From $100 k t o$ 500: How the New Pusa V1.0 Video Model Slashes Training Costs Without Cutting Corners

A plain-language guide for developers, artists, and small teams who want high-quality video generation on a tight budget.

TL;DR

Problem: Training a state-of-the-art image-to-video (I2V) model usually costs ≥ $100 k and needs ≥ 10 million clips.
Solution: Pusa V1.0 uses vectorized timesteps—a tiny change in how noise is handled—so you can reach the same quality with $500 and 4 000 clips.
Outcome: One checkpoint runs text-to-video, image-to-video, start-to-end frames, video extension, and transition tasks without extra training.
Time to first clip: 30 minutes on an 8-GPU node (or 2 hours if you rent cloud GPUs).

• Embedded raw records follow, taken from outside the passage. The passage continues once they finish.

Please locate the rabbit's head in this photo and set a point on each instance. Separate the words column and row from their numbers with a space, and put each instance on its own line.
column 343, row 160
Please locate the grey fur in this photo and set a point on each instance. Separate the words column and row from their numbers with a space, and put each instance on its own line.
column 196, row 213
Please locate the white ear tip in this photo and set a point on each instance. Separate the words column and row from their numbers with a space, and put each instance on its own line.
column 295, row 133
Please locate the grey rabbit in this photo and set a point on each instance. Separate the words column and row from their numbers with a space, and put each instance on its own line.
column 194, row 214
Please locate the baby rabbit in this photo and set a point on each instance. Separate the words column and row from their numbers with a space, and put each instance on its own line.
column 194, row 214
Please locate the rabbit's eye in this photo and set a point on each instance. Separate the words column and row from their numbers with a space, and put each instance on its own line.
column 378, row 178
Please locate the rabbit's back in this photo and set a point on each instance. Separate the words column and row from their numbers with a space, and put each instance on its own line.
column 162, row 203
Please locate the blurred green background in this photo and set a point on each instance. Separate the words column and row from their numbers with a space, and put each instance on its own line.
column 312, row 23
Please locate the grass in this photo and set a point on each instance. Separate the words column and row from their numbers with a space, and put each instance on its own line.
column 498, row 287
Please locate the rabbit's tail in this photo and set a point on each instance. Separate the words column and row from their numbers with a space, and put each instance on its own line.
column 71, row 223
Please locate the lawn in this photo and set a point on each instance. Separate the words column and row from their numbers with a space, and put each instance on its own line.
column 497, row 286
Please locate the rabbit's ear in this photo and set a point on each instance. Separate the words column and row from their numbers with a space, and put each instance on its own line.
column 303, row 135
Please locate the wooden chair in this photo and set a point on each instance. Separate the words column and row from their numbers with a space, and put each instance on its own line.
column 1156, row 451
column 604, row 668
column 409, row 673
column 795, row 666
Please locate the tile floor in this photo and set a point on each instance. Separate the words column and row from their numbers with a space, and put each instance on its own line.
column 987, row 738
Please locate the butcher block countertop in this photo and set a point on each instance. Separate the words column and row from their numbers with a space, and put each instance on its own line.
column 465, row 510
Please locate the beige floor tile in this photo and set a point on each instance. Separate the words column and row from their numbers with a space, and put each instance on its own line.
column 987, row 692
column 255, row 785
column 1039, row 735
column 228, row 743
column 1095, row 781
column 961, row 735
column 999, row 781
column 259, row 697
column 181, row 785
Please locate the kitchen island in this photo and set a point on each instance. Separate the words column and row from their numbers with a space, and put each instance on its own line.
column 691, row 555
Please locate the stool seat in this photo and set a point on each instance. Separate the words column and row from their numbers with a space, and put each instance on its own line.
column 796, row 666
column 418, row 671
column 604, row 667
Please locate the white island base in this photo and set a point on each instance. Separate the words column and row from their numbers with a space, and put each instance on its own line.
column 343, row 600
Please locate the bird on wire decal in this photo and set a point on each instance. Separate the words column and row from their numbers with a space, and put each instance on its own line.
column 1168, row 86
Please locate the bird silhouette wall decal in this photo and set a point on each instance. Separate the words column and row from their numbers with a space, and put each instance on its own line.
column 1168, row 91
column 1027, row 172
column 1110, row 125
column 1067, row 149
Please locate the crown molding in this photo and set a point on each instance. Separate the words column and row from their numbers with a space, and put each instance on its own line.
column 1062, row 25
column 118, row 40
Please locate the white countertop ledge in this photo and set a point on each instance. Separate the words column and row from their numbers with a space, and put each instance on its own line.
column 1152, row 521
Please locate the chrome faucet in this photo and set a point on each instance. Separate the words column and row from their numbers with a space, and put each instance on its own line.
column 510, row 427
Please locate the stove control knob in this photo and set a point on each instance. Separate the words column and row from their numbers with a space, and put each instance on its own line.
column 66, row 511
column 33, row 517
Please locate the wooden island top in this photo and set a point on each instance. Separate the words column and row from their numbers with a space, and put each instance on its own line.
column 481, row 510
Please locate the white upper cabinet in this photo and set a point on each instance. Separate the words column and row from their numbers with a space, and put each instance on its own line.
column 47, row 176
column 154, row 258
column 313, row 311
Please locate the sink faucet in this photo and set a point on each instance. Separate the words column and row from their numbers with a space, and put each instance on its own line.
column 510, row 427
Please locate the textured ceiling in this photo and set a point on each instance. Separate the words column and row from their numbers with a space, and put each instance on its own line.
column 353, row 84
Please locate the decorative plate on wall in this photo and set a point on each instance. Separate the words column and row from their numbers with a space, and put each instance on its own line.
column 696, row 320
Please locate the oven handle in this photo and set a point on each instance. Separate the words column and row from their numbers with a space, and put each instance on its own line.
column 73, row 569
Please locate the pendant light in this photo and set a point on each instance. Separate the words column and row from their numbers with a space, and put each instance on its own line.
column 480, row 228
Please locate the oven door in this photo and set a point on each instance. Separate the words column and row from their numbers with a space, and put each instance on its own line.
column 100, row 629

1. What Makes Pusa Different?

Traditional video diffusion models treat every frame like one big block: the same noise level is added or removed at every step. That is simple, but it forces the model to relearn “keep the first frame unchanged” every time you ask it to animate a still picture. Pusa breaks this block into individual frame clocks—each frame gets its own noise level.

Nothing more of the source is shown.